“Perfectly! perfectly!—I am convinced that Virginia is only half mad. But let me go on with my story. I was determined to discover whether she had any remains of affection for this captain. It was in vain he assured me that she had never seen him. I prevailed upon him to let me go on my own way. I inquired whether he had ever had his picture drawn. Yes, he had for his mother, just when he first went out to sea. It had been left at the widow Smith’s. I begged him to procure it for me. He told me it was impossible. I told him I trampled on impossibilities. In short, he got the picture for me, as you see. ‘Now,’ thought I, ‘if he speaks the truth, Virginia will see this picture without emotion, and it will only seem to be a present for Clarence. But if she had ever seen him before, or had any secret to conceal, she will betray herself on the sudden appearance of this picture.’ Things have turned out contrary to all my expectations, and yet better.———And now, Clarence, I must beg you will prevail on Miss Hartley to appear; I can go on no farther without her.”

Lady Delacour took Virginia by the hand, the moment she entered the room.

“Will you trust yourself with me, Miss Hartley?” said she. “I have made you faint once to-day by the sight of a picture; will you promise me not to faint again, when I produce the original?”

“The original!” said Virginia. “I will trust myself with you, for I am sure you cannot mean to laugh at me, though, perhaps, I deserve to be laughed at.”

Lady Delacour threw open the door of another apartment. Mr. Hartley appeared, and with him Captain Sunderland.

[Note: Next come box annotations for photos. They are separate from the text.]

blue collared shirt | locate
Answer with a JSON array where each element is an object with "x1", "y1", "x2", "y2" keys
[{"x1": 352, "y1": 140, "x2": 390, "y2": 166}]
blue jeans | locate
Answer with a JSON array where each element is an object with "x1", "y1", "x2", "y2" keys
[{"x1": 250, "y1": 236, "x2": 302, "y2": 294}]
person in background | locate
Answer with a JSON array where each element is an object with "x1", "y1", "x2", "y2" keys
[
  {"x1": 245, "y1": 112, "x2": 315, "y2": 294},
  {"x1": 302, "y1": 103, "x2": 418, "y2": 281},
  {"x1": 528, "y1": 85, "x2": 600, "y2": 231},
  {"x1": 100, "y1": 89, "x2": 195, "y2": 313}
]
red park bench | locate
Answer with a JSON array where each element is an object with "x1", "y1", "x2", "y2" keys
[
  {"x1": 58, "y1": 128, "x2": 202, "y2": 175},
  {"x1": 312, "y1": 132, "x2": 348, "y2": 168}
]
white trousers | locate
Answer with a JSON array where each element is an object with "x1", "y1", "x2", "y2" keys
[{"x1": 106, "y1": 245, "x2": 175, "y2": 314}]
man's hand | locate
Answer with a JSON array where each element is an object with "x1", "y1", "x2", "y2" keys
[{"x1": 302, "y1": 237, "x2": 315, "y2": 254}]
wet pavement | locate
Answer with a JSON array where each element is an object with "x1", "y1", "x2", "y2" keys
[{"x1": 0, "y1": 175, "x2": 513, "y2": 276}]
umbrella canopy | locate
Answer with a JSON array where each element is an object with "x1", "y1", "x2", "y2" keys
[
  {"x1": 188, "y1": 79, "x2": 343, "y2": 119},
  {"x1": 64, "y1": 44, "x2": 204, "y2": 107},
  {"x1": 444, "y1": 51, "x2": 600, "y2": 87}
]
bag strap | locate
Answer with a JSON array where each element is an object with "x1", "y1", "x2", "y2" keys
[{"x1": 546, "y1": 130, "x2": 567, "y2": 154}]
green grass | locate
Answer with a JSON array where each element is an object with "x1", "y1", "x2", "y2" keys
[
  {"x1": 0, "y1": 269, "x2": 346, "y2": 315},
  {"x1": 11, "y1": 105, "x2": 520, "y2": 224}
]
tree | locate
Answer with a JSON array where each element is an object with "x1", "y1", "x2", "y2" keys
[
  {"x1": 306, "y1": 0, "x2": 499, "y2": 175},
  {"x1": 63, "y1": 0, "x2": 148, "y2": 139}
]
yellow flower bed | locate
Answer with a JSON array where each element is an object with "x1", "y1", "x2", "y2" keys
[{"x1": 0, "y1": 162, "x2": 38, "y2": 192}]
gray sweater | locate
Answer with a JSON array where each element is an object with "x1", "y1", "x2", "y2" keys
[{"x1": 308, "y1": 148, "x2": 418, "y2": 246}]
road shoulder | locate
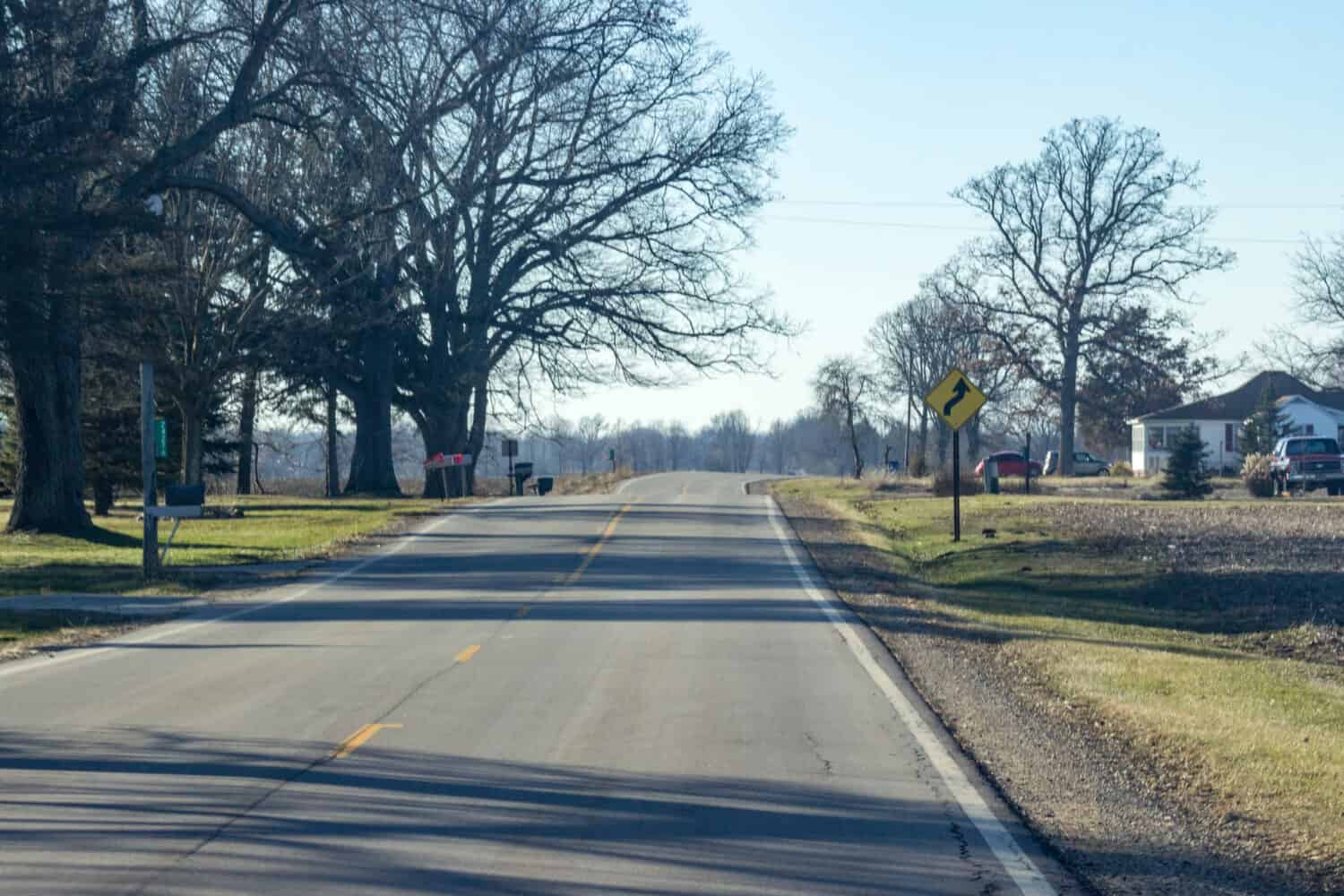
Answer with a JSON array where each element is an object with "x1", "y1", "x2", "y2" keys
[{"x1": 758, "y1": 483, "x2": 1341, "y2": 896}]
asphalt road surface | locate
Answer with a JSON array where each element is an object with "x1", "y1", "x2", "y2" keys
[{"x1": 0, "y1": 474, "x2": 1077, "y2": 896}]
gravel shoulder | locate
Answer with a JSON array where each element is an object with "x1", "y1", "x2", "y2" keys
[{"x1": 758, "y1": 489, "x2": 1344, "y2": 896}]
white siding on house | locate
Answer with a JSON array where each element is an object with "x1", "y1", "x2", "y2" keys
[
  {"x1": 1279, "y1": 398, "x2": 1344, "y2": 438},
  {"x1": 1132, "y1": 420, "x2": 1242, "y2": 476}
]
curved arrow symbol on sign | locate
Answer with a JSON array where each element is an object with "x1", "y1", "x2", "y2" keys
[{"x1": 943, "y1": 376, "x2": 970, "y2": 417}]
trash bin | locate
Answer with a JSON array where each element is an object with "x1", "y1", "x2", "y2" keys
[
  {"x1": 164, "y1": 484, "x2": 206, "y2": 506},
  {"x1": 513, "y1": 461, "x2": 532, "y2": 495}
]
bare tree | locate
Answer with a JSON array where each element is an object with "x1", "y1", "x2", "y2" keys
[
  {"x1": 704, "y1": 409, "x2": 755, "y2": 473},
  {"x1": 948, "y1": 118, "x2": 1236, "y2": 474},
  {"x1": 766, "y1": 418, "x2": 793, "y2": 476},
  {"x1": 0, "y1": 0, "x2": 318, "y2": 533},
  {"x1": 1284, "y1": 232, "x2": 1344, "y2": 385},
  {"x1": 664, "y1": 420, "x2": 691, "y2": 470},
  {"x1": 400, "y1": 0, "x2": 790, "y2": 491},
  {"x1": 578, "y1": 414, "x2": 610, "y2": 473},
  {"x1": 812, "y1": 356, "x2": 876, "y2": 479}
]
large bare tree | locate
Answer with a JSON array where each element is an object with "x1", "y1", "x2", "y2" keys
[
  {"x1": 0, "y1": 0, "x2": 311, "y2": 533},
  {"x1": 1285, "y1": 232, "x2": 1344, "y2": 385},
  {"x1": 400, "y1": 0, "x2": 789, "y2": 487},
  {"x1": 812, "y1": 356, "x2": 878, "y2": 479},
  {"x1": 952, "y1": 118, "x2": 1236, "y2": 474}
]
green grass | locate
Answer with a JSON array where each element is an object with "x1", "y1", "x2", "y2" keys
[
  {"x1": 774, "y1": 479, "x2": 1344, "y2": 863},
  {"x1": 0, "y1": 495, "x2": 462, "y2": 598}
]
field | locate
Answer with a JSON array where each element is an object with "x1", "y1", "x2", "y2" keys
[
  {"x1": 0, "y1": 495, "x2": 460, "y2": 598},
  {"x1": 774, "y1": 479, "x2": 1344, "y2": 880}
]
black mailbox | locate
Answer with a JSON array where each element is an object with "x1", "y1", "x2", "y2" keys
[{"x1": 164, "y1": 485, "x2": 206, "y2": 506}]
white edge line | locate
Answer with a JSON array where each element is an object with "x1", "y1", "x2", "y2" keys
[
  {"x1": 0, "y1": 501, "x2": 462, "y2": 678},
  {"x1": 765, "y1": 495, "x2": 1056, "y2": 896}
]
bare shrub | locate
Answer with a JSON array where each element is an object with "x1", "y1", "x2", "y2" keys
[{"x1": 1242, "y1": 454, "x2": 1274, "y2": 498}]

“My dear daughter,” said Mr. Hartley, “give me leave to introduce to you a friend, to whom I owe more obligations than to any man living, except to Mr. Hervey. This gentleman was stationed some years ago at Jamaica, and in a rebellion of the negroes on my plantation he saved my life. Fortune has accidentally thrown my benefactor in my way. To show my sense of my obligations is out of my power.”

Virginia’s surprise was extreme; her vivid dreams, the fond wishes of her waking fancy, were at once accomplished. For the first moment she gazed as on an animated picture, and all the ideas of love and romance associated with this image rushed upon her mind.

But when the realities by which he was surrounded dispelled the illusion, she suddenly withdrew her eyes, and blushed deeply, with such timid and graceful modesty as charmed every body present.

Captain Sunderland pressed forward; but was stopped by Lady Delacour.

“Avaunt, thou real lover!” cried she: “none but the shadow of a man can hope to approach the visionary maid. In vain has Marraton forced his way through the bushes and briars, in vain has he braved the apparition of the lion; there is yet a phantom barrier apparently impassable between him and his Yaratilda, for he is in the world of shadows. Now, mark me, Marraton: hurry not this delicate spirit, or perchance you frighten and lose her for ever; but have patience, and gradually and gracefully she will venture into your world of realities—only give her time.”